Merck Presents New Data from Ongoing Phase 2b Clinical Trial Evaluating Efficacy and Safety of Investigational Islatravir in Combination With Doravirine Through 144 Weeks for HIV-1 Treatment at EACS 2021

Rhea-AI Summary

Merck (NYSE: MRK) announced Week 144 data from its Phase 2b study on islatravir combined with doravirine for HIV-1 treatment. The study found that this combination maintained viral suppression in treatment-naïve adults, showing 72.2% achieved HIV-1 RNA levels <50 copies/mL, comparable to 77.4% in the control group. The safety profile was similar across groups, with key adverse events reported at manageable rates. Merck is advancing its ILLUMINATE Phase 3 program, aiming for broader applications of islatravir, which is part of their commitment to addressing HIV globally.

Positive

• 72.2% of participants on islatravir and doravirine achieved HIV-1 RNA levels <50 copies/mL at Week 144.
• Safety profile of islatravir combined with doravirine was comparable to the control group.
• Advancing ILLUMINATE Phase 3 clinical trials to evaluate broader applications for islatravir.

Negative

• Seven participants met criteria for protocol-defined virologic failure and discontinued treatment.

Islatravir Combined with Doravirine Continued to Maintain Viral Suppression for People Who Had Not Previously Received Treatment

KENILWORTH, N.J.--(BUSINESS WIRE)-- Merck (NYSE: MRK), known as MSD outside the United States and Canada, today announced Week 144 data from the Phase 2b dose-ranging study evaluating the antiretroviral activity, tolerability, and safety of islatravir in combination with doravirine compared to doravirine/lamivudine/tenofovir disoproxil fumarate (DOR/3TC/TDF) in antiretroviral treatment-naïve adults with HIV-1. Phase 2b data through 144 weeks demonstrated that islatravir combined with doravirine continued to maintain viral suppression, as measured by the number of study participants achieving HIV-1 RNA levels <50 copies/mL, similar to DOR/3TC/TDF. The data further characterized the tolerability and safety profile of islatravir in combination with doravirine. The Week 144 results are a follow-up to the Week 96 results and safety data presented at the virtual 2020 International Congress on Drug Therapy in HIV Infection (HIV Glasgow 2020) and the virtual International AIDS Society Conference on HIV Science (IAS 2021), respectively. The Week 144 data were consistent with the Week 96 results in the 0.75 mg dose group (the selected Phase 3 dose), and were shared as an oral presentation during the 18^th European AIDS Conference (EACS 2021) in London, U.K.

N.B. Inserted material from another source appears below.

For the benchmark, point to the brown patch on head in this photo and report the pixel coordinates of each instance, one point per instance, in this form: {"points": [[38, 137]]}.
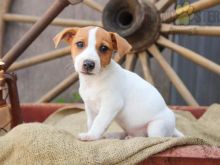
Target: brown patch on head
{"points": [[72, 36], [113, 42], [103, 38]]}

“We are encouraged by the Week 144 findings presented at EACS, which further support the potential of a two-drug doravirine/islatravir regimen for the treatment of HIV-1,” said Dr. Joan Butterton, vice president, global clinical development, infectious diseases, Merck Research Laboratories. “As we advance the ILLUMINATE clinical development program, we look forward to continuing to study this investigational treatment across diverse patient populations.”

Initial data from two pivotal ILLUMINATE Phase 3 clinical trials evaluating a combination product of doravirine/islatravir in virologically suppressed adults with HIV-1 switching from a stable antiretroviral regimen were also recently shared.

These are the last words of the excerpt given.